Ryan comes to the conference room to see everyone already sitting there. He thinks he's about to give a Blackberry tutorial, but in fact, everyone's waiting for a mystery presentation from Michael. Ryan notices several printouts taped to the wall at the front of the room: the old bag from Titanic, and the old bag from the "Where's the beef?" commercials, among others. Ryan thinks he sees where this is going, and tries to stop it when Michael arrives, but Michael bossily sends him to take a seat, and gets down to it. He says that they've heard a lot today about new ideas, and that new ideas are fine, but that "they are also illegal." You see, Jan? YOU SEE?! Michael calls new ideas a form of ageism. He reads out some facts he ganked from Wikipedia about some age discrimination act. Toby quietly tells Jim he believes Michael's right (which doesn't stop Michael telling him to shut up, of course). Michael rhetorically asks why we hate old people so much. "Because they're lame," says Creed. Ha! But Michael says they're not lame, and mentions their great storytelling ability (like the Titanic broad) and their moments of homespun humor (like the Wendy's lady). Michael's just warming to his theme when an elderly gentleman appears in the doorway: turns out this is one of the founders of the company, Robert Dunder. Everyone claps in surprise that their was an actual entrepreneur, at some point, behind this now struggling venture. Ryan calls Michael out into the hall to complain that they have actual work to do, but Michael threatens to call David Wallace and tell him Ryan turfed one of the founders of the company. The camera pushes in on Ryan as he considers whether to call Michael's bluff...

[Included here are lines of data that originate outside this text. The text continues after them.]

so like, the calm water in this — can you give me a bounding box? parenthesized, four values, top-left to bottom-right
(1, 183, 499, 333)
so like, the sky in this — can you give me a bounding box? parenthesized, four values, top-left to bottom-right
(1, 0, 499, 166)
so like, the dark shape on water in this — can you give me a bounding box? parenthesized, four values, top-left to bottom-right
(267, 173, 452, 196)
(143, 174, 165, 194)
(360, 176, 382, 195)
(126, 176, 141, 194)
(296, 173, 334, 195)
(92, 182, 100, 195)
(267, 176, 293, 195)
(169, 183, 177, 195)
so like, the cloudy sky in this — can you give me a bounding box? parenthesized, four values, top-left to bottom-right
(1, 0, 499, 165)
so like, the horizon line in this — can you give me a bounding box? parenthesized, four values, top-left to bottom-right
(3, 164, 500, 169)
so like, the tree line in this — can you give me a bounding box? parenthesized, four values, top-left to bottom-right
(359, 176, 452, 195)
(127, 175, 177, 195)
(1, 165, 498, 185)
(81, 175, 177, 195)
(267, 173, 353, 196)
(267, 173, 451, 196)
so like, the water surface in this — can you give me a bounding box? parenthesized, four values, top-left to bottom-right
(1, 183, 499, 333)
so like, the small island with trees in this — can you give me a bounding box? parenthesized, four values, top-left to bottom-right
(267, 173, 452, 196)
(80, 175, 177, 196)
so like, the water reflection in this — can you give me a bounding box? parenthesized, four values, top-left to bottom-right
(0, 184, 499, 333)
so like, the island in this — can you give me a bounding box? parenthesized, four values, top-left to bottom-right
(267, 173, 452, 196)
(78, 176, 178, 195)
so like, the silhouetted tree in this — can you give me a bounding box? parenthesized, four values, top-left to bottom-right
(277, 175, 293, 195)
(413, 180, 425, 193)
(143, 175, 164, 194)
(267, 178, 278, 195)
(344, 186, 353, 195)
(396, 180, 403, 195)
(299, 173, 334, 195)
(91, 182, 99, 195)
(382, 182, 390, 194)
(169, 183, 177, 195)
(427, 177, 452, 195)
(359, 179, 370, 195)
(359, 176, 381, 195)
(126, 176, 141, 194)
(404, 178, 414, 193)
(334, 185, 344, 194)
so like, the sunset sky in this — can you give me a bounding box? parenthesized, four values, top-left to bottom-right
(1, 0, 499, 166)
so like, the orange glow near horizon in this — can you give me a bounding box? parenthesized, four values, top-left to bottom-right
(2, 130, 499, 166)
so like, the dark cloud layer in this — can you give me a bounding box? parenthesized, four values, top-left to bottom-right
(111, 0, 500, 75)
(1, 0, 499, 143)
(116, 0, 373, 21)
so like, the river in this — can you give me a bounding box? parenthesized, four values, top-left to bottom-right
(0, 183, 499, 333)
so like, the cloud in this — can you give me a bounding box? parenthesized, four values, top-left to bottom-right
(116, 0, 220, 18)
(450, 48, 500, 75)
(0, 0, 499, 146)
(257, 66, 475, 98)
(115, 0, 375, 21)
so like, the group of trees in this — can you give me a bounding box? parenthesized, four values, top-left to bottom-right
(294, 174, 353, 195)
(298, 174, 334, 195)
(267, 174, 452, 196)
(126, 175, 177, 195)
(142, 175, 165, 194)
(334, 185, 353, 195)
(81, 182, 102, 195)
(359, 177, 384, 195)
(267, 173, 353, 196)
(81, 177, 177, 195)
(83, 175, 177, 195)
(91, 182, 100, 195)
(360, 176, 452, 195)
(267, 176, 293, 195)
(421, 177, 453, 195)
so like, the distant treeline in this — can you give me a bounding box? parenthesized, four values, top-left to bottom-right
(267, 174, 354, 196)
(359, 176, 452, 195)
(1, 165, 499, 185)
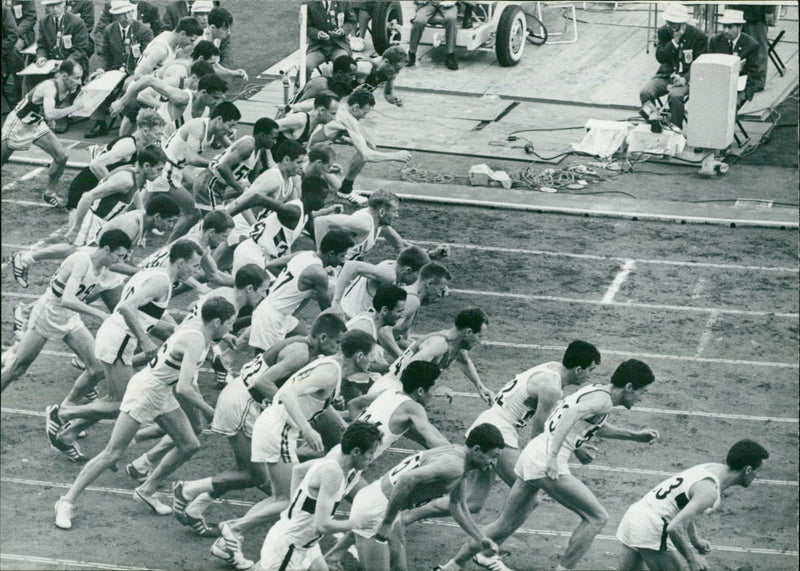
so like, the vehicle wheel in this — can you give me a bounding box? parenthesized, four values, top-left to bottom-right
(372, 1, 403, 55)
(496, 5, 526, 66)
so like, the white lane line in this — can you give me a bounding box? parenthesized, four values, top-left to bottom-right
(452, 288, 799, 318)
(602, 259, 635, 303)
(2, 476, 796, 556)
(0, 554, 160, 571)
(18, 167, 44, 181)
(1, 182, 19, 191)
(696, 309, 721, 355)
(1, 198, 52, 207)
(409, 240, 800, 273)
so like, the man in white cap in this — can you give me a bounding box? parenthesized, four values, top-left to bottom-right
(709, 9, 761, 107)
(37, 0, 90, 82)
(639, 3, 707, 129)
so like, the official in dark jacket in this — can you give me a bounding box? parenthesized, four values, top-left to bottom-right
(709, 9, 762, 107)
(730, 4, 775, 91)
(9, 0, 38, 49)
(36, 0, 90, 78)
(95, 0, 163, 53)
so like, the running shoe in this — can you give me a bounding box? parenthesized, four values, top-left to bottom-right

...but he must have studied game theory in his MBA program, because the next thing we see is Mr. Dunder telling the group that he's eighty-seven. Aw, he doesn't look a day over eighty-five.

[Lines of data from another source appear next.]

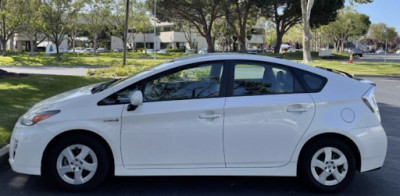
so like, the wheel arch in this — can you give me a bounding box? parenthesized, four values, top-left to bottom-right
(296, 132, 361, 175)
(41, 129, 115, 175)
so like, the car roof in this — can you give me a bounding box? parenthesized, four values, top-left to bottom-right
(113, 53, 342, 91)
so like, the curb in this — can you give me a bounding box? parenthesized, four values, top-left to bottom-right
(0, 144, 10, 166)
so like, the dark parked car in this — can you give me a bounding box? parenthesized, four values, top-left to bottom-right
(351, 48, 363, 57)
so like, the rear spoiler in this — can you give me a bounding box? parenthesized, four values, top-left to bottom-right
(316, 66, 376, 86)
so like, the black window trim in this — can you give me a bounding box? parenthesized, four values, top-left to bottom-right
(98, 60, 230, 105)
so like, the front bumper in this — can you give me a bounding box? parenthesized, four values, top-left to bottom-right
(351, 124, 387, 172)
(9, 120, 54, 175)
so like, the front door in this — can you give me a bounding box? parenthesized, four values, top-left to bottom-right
(121, 61, 227, 168)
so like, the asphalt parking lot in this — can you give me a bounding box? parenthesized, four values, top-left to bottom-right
(0, 76, 399, 195)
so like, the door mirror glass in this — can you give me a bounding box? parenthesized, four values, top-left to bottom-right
(130, 90, 143, 106)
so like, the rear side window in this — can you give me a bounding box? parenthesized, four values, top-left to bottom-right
(295, 69, 327, 93)
(232, 61, 299, 96)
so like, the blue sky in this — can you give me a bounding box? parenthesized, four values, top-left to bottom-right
(353, 0, 399, 32)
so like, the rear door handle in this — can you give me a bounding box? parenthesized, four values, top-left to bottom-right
(199, 113, 222, 119)
(287, 105, 309, 113)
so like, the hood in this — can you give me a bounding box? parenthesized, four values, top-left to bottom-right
(28, 83, 98, 112)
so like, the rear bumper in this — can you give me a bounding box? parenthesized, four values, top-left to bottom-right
(351, 124, 387, 172)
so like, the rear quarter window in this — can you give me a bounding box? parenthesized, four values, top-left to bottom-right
(294, 69, 327, 93)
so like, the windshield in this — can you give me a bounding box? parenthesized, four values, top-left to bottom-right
(110, 60, 175, 87)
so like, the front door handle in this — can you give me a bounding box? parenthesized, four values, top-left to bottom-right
(287, 105, 309, 113)
(199, 113, 222, 119)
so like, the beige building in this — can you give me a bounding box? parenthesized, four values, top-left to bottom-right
(111, 20, 265, 51)
(6, 33, 68, 52)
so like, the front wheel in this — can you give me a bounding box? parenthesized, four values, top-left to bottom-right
(299, 139, 356, 192)
(42, 134, 110, 191)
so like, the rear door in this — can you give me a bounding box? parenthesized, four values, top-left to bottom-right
(223, 60, 315, 167)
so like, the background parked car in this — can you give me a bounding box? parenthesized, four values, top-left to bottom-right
(157, 49, 168, 54)
(82, 48, 94, 53)
(198, 48, 207, 54)
(69, 47, 85, 53)
(97, 48, 107, 53)
(113, 48, 123, 53)
(351, 48, 363, 57)
(375, 49, 385, 54)
(396, 50, 400, 54)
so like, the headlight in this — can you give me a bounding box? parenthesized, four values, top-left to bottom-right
(21, 110, 60, 126)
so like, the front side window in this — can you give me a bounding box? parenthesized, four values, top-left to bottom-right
(233, 61, 295, 96)
(143, 62, 224, 102)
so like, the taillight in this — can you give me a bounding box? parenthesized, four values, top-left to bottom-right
(362, 86, 378, 113)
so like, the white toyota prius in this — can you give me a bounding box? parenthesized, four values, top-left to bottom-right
(9, 54, 387, 192)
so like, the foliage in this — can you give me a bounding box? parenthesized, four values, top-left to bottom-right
(151, 0, 225, 52)
(0, 75, 109, 147)
(0, 0, 26, 56)
(224, 0, 259, 53)
(368, 23, 398, 44)
(39, 0, 83, 60)
(258, 0, 344, 54)
(318, 7, 371, 52)
(82, 0, 111, 55)
(18, 0, 45, 55)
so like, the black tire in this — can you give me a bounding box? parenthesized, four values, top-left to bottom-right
(299, 138, 356, 193)
(360, 54, 363, 57)
(42, 133, 110, 191)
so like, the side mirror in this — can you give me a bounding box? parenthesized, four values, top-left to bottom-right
(127, 90, 143, 111)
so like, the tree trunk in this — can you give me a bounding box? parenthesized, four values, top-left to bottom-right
(274, 31, 283, 54)
(2, 41, 6, 56)
(72, 29, 76, 53)
(205, 34, 215, 53)
(55, 43, 61, 61)
(239, 25, 247, 53)
(93, 33, 97, 56)
(301, 0, 314, 63)
(143, 33, 148, 57)
(29, 38, 34, 55)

Dwight breaks in to interview that he's going to live for a long time; his Grandmother Schrute lived to be 101, and his Grandfather Mannheim is 103, and still living in Argentina: "I tried to go visit him once, but my travel visa was protested by the Shoah Foundation." HA!
Mr. Dunder starts telling the story about the founding of the company. Apparently, back then, he used to wear an onion on his belt -- which was the style at the time. And nickels were called "bumblebees." "Gimme five bees for a quarter," they'd say! It doesn't take long for Mr. Dunder to lose the crowd, and Michael, his point apparently made, hustles him back out the hall, ignoring his requests for a ride or at least a cab chit. Michael sums up what they've learned: "You can't teach a dog new tricks. Because it's illegal, and you'll go to jail." Also, don't ask old people to tell you about what their lives were like when they were still contributing members of society. Pam raises her hand to offer to take Mr. Dunder home, and pretty much ignores Michael's attempts to put her off. "What a nice guy," says Michael of Mr. Dunder, as Pam takes off with him. Yes, Michael, I'm sure he's saying the same about you.